In [None]:
#Run the following code to print multiple outputs from a cell
get_ipython().ast_node_interactivity = 'all'

# Class 09 Worksheet

## Importing & Profiling the Data
First, import the file, "dataDillionaireShows.csv", and save it in a variable called `dfShows`. Then, do some initial data profiling of the data. 

In [None]:
import pandas as pd
dfShows = pd.read_csv("dataDillionaireShows.csv")
dfShows

In [None]:
dfShows.dtypes
dfShows.isna().sum()

In [None]:
dfShows.describe()

In [None]:
dfShows["Genre"].value_counts()
dfShows["Genre"].value_counts(normalize = True)

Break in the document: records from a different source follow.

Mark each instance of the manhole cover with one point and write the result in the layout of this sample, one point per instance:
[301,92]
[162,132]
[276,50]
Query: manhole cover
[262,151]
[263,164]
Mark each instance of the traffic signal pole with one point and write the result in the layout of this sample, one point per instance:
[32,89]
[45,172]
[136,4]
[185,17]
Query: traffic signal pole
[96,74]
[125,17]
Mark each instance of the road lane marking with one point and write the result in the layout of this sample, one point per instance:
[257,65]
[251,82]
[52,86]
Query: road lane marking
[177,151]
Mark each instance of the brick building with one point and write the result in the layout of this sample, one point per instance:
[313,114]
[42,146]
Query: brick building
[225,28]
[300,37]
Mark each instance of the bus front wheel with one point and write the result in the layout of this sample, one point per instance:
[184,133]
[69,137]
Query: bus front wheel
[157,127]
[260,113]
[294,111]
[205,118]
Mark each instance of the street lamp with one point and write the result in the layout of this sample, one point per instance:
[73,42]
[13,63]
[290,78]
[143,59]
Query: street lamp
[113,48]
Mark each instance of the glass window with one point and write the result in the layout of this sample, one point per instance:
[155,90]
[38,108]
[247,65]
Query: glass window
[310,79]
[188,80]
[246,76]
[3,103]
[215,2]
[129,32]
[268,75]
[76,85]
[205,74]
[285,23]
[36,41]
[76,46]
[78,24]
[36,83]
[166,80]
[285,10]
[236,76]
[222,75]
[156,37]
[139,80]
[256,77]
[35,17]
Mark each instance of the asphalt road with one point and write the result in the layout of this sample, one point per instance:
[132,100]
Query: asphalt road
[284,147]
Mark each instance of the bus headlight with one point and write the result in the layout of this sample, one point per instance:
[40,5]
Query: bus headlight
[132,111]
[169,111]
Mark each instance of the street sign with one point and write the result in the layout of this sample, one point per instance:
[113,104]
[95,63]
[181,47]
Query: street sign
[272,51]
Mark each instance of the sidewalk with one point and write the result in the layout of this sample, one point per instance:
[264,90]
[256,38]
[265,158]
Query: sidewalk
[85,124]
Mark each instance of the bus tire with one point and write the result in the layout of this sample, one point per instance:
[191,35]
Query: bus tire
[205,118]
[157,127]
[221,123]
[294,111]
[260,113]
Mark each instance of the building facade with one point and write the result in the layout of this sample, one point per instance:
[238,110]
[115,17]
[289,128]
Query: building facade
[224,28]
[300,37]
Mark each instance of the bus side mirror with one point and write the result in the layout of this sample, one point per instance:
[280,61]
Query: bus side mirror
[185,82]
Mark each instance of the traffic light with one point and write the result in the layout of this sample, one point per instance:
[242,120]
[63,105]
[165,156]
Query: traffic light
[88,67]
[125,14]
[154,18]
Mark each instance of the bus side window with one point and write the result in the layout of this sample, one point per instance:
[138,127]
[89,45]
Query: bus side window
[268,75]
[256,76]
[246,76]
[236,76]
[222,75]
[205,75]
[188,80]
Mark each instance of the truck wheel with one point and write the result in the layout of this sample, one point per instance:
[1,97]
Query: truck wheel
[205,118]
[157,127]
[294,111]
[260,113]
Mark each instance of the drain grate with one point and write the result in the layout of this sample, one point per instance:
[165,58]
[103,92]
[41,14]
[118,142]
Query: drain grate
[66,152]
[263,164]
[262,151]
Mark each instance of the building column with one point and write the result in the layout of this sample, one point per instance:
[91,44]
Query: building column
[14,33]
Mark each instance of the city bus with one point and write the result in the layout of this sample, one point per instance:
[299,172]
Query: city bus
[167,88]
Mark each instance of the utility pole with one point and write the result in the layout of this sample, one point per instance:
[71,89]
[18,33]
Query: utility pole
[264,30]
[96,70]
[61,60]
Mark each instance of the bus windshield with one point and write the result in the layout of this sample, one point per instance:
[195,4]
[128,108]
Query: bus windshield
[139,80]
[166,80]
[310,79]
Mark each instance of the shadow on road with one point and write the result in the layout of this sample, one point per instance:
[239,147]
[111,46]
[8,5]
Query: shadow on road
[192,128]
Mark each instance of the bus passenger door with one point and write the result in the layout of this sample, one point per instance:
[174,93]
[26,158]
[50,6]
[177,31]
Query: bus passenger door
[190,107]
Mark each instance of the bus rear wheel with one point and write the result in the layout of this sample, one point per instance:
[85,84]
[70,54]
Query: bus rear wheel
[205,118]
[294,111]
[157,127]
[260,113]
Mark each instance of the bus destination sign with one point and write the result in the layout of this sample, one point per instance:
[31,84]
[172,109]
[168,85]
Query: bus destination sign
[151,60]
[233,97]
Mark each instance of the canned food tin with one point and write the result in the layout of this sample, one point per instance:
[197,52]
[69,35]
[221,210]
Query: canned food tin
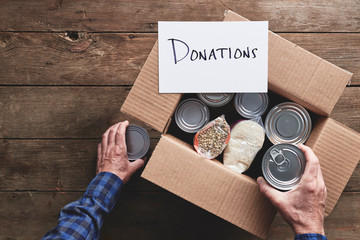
[288,122]
[215,99]
[191,115]
[251,105]
[283,165]
[137,142]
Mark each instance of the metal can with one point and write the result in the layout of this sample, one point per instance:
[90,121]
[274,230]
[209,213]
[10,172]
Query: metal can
[251,105]
[288,122]
[191,115]
[137,142]
[215,99]
[283,166]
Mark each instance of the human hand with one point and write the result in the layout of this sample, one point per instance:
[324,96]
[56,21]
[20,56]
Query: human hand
[112,153]
[303,206]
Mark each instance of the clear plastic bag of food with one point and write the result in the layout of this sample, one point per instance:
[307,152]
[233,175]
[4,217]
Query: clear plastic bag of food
[212,139]
[247,138]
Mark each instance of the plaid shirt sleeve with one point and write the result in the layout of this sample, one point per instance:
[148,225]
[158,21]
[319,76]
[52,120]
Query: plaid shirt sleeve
[310,236]
[83,218]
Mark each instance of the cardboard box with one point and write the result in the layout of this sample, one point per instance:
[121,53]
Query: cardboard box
[293,73]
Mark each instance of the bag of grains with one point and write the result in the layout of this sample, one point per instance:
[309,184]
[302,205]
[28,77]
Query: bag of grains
[247,138]
[211,140]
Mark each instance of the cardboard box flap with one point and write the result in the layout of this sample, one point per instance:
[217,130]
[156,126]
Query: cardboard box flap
[144,101]
[176,167]
[338,150]
[300,75]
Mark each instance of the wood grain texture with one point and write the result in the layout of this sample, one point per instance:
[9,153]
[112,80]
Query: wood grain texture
[61,112]
[69,165]
[149,215]
[56,59]
[117,58]
[55,165]
[142,16]
[86,112]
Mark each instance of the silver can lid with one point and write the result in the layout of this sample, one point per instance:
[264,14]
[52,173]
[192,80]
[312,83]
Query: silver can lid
[191,115]
[251,105]
[288,122]
[137,142]
[283,166]
[215,99]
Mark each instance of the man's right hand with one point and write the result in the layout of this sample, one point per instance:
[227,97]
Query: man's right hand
[302,207]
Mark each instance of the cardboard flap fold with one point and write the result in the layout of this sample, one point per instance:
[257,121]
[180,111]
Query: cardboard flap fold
[338,150]
[236,198]
[300,75]
[144,101]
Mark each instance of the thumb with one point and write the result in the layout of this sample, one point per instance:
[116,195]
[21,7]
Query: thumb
[269,192]
[136,165]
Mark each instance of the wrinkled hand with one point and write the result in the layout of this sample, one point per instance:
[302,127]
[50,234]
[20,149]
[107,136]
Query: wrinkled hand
[112,153]
[302,207]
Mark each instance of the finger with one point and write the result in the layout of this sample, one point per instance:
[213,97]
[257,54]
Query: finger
[99,158]
[271,193]
[119,137]
[136,165]
[104,140]
[122,136]
[112,133]
[312,162]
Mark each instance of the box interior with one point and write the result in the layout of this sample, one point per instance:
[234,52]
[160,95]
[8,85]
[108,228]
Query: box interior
[232,117]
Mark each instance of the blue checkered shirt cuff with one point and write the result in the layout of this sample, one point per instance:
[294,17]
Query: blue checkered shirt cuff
[310,236]
[105,188]
[83,218]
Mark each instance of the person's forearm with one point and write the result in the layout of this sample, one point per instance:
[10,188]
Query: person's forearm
[310,236]
[83,218]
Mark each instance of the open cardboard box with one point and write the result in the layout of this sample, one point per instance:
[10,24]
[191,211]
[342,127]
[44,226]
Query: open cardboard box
[294,73]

Now import the file, "dataDillionaireWeekly.csv" and save it as `dfWeekly`:

In [None]:
dfWeekly = pd.read_csv("dataDillionaireWeekly.csv")
dfWeekly

In [None]:
dfWeekly.dtypes
dfWeekly.isna().sum()

In [None]:
dfWeekly.describe()
round(dfWeekly.describe(), 2) # here's a way to get rid of scientific notation

In [None]:
pd.plotting.scatter_matrix(dfWeekly[["PriorWeekMkt", "Viewers"]])

Let's query the `Viewers` column to see what the outlier data is:

In [None]:
dfWeekly.query("Viewers > 10000000")

4/15/2013 was Marathon Monday, so these were likely all news shows. Let's drop all the data from Marathon Monday (2013-04-15):

In [None]:
dfWeekly = dfWeekly.query("AirDate != '2013-04-15'")
dfWeekly["Viewers"].plot.hist(bins = 30)

## Merging Datasets

Often, we want to combine data in multiple files. SQL uses joins; the same idea works in python:

![image.png](attachment:9a6ce470-5b01-4b5c-9834-5a40c0bb2196.png)

Let's merge the 2 datasets using an outer join:

In [None]:
dfTotal = pd.merge(dfShows, dfWeekly, how = "outer", on = "ShowId")
dfTotal
dfTotal.dtypes

For merging datasets, how python matches:
* By default, python matches on all columns with the same name
* You can change this using the `on` parameter

Similarities?
* JOIN in SQL
* VLOOKUP in Excel

Multiple matches?
* If a row in the left data matches multiple rows in the right data, all the rows in the right data will be returned, once for each matching row in the left data

### Feature Engineering

Let's add columns for Day and Month, since we might want to use these variables in our models:

In [None]:
dfTotal["Weekday"] = pd.to_datetime(dfTotal["AirDate"], format = "%Y-%m-%d").dt.day_name()
dfTotal["Month"] = pd.to_datetime(dfTotal["AirDate"], format = "%Y-%m-%d").dt.month_name()
dfTotal

## Summarizing Data

So far, we've counted with `value_counts()`. But often we need more than counts.

Let's use `groupby` to summarize our data:

In [None]:
dfTotal.groupby("Genre")["Viewers"].sum()

You try...sum the total viewers by day of the week:

We can also use `groupby` when visualizing the data. Copy/paste the code from above and add to it to create a bar chart for Viewers by weekday:

### Multiple Groupings
You can also group by multiple groupings. Just use a list in the `groupby` command:

In [None]:
dfTotal.groupby(["Genre", "Weekday"])["Viewers"].sum()

Now you try...calculate the sum of the viewers by Genre and Month:

### Additional Metrics
You can calculate more than sums:

In [None]:
dfTotal.groupby("Genre")["Viewers"].describe()

## Practice Scenario

For this practice scenario, work together with your project groups.

**Use the tools from last week's classes to investigate how effective marketing spending is.**

### Need more challenge?

I'll go through the one analysis with the whole class. But if we're going slow and you'd like more challenge:
* I'll make a linear model. Instead, make a negative binomial model and compare the results
* Compare these results with a random forest model using `RandomForestRegressor` (not `RandomForestClassifier`)
* Consider additional interactions and variable transformations. Which of these improve the model and by how much?